Q - Si on regarde, Jean-Baptiste Lemoyne, la liste de ces pays verts, comme vous dîtes vous-même. Il y a deux choses qui ressortent : soit ce sont des pays, Israël, la Grande-Bretagne, qui ont pratiqué une campagne de vaccination massive, soit, les autres, la fameuse stratégie zéro-Covid. Regret en France de ne pas avoir fait cela ? Cela aurait peut-être simplifié la vie de tout le monde ?

R - Les choses sont très différentes. La France, ce n'est pas une île, donc ce n'est pas l'Australie, ce n'est pas la Nouvelle-Zélande, ce n'est pas le Royaume-Uni, ce n'est pas Singapour. Effectivement, dans ces Etats qui, par définition, sont des îles, et qui sont moins peuplées, prenez le cas de la Nouvelle-Zélande, les stratégies peuvent être différentes. Mais s'agissant de la France qui en plus est un carrefour européen, qui est un noeud de communication, vous voyez bien que la stratégie ne pouvait pas être la même. Je crois pouvoir dire, d'ailleurs, que nous avons évité un nouveau confinement, là où d'autres pays d'Europe continentale ont dû reconfiner. Donc, cela change énormément, les enfants ont pu aller à l'école, nous avons beaucoup de commerces qui ont pu rester ouverts. Donc, la France, par la stratégie qu'elle a mis en place, a permis, à la fois une lutte efficace contre ce virus, et dans le même temps, le maintien de l'économie, d'une activité économique consistante.

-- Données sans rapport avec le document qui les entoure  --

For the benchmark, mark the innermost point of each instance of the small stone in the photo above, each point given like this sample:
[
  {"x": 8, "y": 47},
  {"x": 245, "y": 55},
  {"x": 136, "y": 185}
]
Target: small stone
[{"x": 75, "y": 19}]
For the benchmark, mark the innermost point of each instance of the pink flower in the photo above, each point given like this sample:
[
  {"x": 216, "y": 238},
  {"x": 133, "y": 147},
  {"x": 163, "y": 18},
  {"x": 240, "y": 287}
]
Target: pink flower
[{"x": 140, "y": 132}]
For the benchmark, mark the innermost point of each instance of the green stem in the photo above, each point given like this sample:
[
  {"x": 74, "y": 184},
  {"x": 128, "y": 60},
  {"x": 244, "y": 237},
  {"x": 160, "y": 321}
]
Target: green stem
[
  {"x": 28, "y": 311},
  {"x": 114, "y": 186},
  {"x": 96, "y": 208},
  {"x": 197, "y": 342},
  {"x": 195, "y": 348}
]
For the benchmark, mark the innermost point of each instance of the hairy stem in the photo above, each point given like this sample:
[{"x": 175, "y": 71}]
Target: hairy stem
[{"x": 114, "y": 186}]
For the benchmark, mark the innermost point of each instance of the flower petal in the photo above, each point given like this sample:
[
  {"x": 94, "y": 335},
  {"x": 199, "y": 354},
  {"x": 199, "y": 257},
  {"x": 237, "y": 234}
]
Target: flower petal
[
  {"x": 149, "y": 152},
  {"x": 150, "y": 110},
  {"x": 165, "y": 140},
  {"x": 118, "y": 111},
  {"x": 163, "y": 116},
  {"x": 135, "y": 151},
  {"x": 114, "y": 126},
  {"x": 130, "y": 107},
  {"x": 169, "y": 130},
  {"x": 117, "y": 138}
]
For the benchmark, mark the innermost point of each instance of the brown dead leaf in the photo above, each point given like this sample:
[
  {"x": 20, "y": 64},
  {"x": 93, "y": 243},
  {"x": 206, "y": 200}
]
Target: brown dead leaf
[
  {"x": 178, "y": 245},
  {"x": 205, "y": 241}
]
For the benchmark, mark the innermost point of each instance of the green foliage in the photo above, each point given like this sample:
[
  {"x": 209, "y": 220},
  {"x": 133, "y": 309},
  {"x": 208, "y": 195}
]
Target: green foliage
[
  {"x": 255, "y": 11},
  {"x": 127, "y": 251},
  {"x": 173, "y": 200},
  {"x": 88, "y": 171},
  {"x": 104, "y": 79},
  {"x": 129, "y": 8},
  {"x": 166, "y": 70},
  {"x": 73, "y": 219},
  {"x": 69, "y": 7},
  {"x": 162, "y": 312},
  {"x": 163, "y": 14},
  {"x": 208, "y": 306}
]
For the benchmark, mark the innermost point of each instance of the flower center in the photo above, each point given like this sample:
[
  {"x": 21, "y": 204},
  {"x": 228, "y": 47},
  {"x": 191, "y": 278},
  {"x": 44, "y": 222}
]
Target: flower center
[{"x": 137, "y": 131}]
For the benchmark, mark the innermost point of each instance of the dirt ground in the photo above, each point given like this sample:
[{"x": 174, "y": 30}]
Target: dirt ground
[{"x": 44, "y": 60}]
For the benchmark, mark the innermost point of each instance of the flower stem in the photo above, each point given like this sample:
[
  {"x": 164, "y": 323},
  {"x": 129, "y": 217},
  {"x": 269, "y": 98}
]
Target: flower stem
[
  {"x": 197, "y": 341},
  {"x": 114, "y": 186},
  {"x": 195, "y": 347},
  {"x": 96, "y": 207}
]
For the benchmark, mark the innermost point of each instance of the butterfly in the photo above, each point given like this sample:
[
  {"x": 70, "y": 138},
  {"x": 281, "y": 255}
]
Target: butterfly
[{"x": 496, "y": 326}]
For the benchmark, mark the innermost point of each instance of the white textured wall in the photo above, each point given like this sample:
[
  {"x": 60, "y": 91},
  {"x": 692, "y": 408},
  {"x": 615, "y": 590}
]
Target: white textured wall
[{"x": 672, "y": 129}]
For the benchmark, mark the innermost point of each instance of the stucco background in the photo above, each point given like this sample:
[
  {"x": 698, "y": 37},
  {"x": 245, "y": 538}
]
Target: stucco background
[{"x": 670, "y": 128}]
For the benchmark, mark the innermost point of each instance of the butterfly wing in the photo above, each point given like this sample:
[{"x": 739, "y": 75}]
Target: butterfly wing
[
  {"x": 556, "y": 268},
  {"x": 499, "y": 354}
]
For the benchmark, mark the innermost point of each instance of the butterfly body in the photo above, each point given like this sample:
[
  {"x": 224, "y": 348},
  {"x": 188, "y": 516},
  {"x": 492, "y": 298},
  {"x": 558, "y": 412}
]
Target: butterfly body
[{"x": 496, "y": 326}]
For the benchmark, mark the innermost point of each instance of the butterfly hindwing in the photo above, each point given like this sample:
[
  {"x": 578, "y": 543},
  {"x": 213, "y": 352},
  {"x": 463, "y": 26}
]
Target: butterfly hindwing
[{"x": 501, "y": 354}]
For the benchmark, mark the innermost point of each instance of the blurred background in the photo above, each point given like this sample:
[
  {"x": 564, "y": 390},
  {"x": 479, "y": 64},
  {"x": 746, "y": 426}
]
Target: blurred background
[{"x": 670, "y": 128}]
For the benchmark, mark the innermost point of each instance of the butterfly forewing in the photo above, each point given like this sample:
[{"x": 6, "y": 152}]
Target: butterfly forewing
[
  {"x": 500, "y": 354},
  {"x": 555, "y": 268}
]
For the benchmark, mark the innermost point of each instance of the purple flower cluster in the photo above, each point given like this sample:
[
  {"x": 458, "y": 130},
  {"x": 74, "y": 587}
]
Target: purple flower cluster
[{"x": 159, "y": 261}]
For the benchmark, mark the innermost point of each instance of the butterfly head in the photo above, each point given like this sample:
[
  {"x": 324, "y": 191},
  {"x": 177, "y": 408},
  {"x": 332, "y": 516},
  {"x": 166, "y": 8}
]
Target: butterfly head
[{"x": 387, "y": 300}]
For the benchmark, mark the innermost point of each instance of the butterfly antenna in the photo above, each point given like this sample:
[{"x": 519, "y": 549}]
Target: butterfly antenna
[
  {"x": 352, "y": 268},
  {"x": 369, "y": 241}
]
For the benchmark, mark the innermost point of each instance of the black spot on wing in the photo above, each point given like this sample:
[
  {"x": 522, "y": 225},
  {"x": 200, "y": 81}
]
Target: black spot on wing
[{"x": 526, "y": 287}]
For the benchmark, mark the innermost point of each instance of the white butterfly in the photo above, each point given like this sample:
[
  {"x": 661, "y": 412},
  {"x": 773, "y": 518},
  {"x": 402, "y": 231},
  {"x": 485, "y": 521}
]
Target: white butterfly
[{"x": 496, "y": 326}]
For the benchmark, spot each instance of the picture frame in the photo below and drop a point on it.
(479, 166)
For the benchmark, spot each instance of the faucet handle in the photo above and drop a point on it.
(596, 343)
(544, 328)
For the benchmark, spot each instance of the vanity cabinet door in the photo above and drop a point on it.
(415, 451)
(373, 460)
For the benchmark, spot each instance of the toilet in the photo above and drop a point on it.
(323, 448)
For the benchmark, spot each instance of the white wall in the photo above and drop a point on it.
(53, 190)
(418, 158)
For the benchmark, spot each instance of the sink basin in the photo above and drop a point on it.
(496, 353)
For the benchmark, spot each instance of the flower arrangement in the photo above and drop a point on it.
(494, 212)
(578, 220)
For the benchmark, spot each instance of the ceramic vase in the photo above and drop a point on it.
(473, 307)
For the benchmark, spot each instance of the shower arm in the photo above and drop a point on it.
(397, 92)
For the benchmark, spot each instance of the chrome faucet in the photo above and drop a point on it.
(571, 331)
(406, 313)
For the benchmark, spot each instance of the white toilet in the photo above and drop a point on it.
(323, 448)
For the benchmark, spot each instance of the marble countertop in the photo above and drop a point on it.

Q - Toute dernière question, Jean-Baptiste Lemoyne, je sais que vous n'êtes pas ministre de la santé, mais quand on parle des mesures différentes prises par tel ou tel autre pays européen, on apprend aujourd'hui que le Danemark suspend le vaccin AstraZeneca, mesure de précaution après des effets secondaires. La question va se poser en France aussi, à votre avis ?

R - Vous l'avez dit, je ne suis pas ministre de la santé. Et donc, je renvoie au ministre.

Q - Merci beaucoup, Jean-Baptiste Lemoyne.